Susan, I was reading some of the early data (which will probably be updated next week at SABCS), and thought this was interesting:
The combination of letrozole and alpelisib showed sustained clinical activity: 35% of patients remained on treatment ≥6 months and 31% remained on treatment ≥12 months.
To me, that suggests that the vast majority of those that respond to the combo (defined as stable or shrinking at 6 months) are still doing well at one year (35% vs 31%), and that is super-encouraging given that you already have some signs of it working! On the other hand, a significant number of people are dropping out at the start, presumably because its not working (altho because of the side effects also)
So why would it not work? For one, some of those early patients did not have the PI3K mutation, which at this point is clearly required for response to the drug. In addition the literature says Alpelisib (when taken with Femara or Faslodex) works well even if the cancer has both the PI3K and ESR1 mutations, but will not work if the cancer instead has TP53, BRCA1 or KRAS mutations, or amplification of FGFR1. The PI3K and ESR1 mutations, alone or in combination, are rarely seen in primary tumors but commonly appear in the cancer that has managed to escape the effects of the Ibrance-Femara.
Thanks for the periodic updates, very interested in this drug combo and whether it will get approved by the FDA anytime soon.
I now know of 3 people who have had to drop out before the end of the first cycle because of the brutal SE's. I got in 10 days. The last dose I took was the lowest dose, one only, took 5 days to recover from not including the day that my skin peeled off after rash.

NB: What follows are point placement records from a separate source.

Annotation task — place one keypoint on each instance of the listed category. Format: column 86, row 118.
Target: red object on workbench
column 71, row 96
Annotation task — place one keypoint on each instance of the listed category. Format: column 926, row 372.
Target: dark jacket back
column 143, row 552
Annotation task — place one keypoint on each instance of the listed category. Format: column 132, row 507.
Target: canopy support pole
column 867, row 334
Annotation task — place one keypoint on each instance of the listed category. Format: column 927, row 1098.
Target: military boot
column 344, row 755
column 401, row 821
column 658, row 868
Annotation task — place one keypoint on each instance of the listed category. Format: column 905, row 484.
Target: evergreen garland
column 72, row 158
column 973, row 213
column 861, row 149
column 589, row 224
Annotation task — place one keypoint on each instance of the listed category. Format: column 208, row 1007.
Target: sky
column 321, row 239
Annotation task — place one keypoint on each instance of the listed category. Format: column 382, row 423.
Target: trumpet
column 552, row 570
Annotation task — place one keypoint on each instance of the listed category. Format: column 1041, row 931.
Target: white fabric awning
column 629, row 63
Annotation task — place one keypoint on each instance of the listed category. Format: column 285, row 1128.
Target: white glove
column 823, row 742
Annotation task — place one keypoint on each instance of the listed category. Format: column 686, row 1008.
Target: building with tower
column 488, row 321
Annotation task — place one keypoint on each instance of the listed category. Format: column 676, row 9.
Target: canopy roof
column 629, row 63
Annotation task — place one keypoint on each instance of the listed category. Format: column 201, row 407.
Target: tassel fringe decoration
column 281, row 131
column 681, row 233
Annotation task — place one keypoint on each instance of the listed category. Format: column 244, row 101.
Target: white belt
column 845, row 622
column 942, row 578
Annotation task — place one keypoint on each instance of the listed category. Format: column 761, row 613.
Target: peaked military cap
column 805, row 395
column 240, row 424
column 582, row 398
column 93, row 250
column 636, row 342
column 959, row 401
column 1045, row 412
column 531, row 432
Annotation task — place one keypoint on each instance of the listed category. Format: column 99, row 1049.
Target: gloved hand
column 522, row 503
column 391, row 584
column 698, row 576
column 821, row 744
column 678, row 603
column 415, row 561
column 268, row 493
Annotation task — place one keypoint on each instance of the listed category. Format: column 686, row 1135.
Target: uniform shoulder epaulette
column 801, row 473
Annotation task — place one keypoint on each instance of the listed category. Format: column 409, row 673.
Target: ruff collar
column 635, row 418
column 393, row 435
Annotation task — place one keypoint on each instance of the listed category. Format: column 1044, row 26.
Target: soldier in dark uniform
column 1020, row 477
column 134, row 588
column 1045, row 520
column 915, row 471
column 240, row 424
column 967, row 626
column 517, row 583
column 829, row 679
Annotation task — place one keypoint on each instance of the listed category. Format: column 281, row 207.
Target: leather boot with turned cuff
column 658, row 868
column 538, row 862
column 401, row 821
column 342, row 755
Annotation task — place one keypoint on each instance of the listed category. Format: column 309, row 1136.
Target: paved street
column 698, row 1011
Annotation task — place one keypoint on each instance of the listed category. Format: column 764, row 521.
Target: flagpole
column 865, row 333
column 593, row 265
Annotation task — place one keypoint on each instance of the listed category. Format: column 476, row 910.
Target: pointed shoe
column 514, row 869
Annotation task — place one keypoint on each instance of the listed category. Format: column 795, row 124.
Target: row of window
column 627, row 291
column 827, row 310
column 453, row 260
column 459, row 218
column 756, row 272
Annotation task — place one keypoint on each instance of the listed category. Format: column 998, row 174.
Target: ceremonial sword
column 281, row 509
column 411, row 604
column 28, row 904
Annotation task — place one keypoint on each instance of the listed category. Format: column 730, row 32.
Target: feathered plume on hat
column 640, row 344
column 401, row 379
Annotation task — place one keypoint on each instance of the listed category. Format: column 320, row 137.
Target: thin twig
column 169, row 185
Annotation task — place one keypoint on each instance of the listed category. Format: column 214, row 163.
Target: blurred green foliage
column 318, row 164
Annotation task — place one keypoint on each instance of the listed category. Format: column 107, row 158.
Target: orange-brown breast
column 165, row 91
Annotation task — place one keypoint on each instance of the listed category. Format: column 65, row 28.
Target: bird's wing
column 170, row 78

GG27/Dee- Ouch!! Those trial numbers are consistent with your experience and what you are hearing. It seems like they are losing like 65% of their patients right up front- at least within the first six months, and for or all we know within the first three weeks. Surely that is unusually high (?), and for too many people the side effects are way too harsh.
Of course, it's a new drug (first in class) targeting the PI3K mutation, and the pharma companies have spent (llterally) a billion dollars trying to develop drugs to this target, its really a common way cancer escapes estrogen inhibitors. They must know they need to improve on this trial, find a better formulation, I forget what the PFS for Alpelisib-Faslodex combo is, but it was longer than what was reported for Affinitor-Aromasin, which is the only other drug we have to hit that particular pathway right now.
The CDK7 and CDK12 inhibitors may have some overlapping molecular targets to the PI3K/mTOR targets so I'm hoping they will get some promising results, which might provide an alternate way to go...
Also, mutations of CDK12 were recently shown to make cancer immunogenic and respond to immunotherapy, Its not a common mutation but still worth having any new biopsy tested specifically for a CDK12 mutation, because there is a basket clinical trial that will treat any type of cancer that has a CDK12 mutation with a duo combo immunotherapy (Opodivo-Yervoy). Don;t know how well (or not) it works, but worth watching. And if it does work, will a CDK12 inhibitor make MBC respond to immunotherapy?
Do you know yet what will move to next?!
The sustainability of Alpelisib+Letrozole is very heartening. Thanks for sharing that info.
I actually have the TP53 mutation. Here's a screenshot of my UCSF 500 results:
Would love to hear your opinion about this.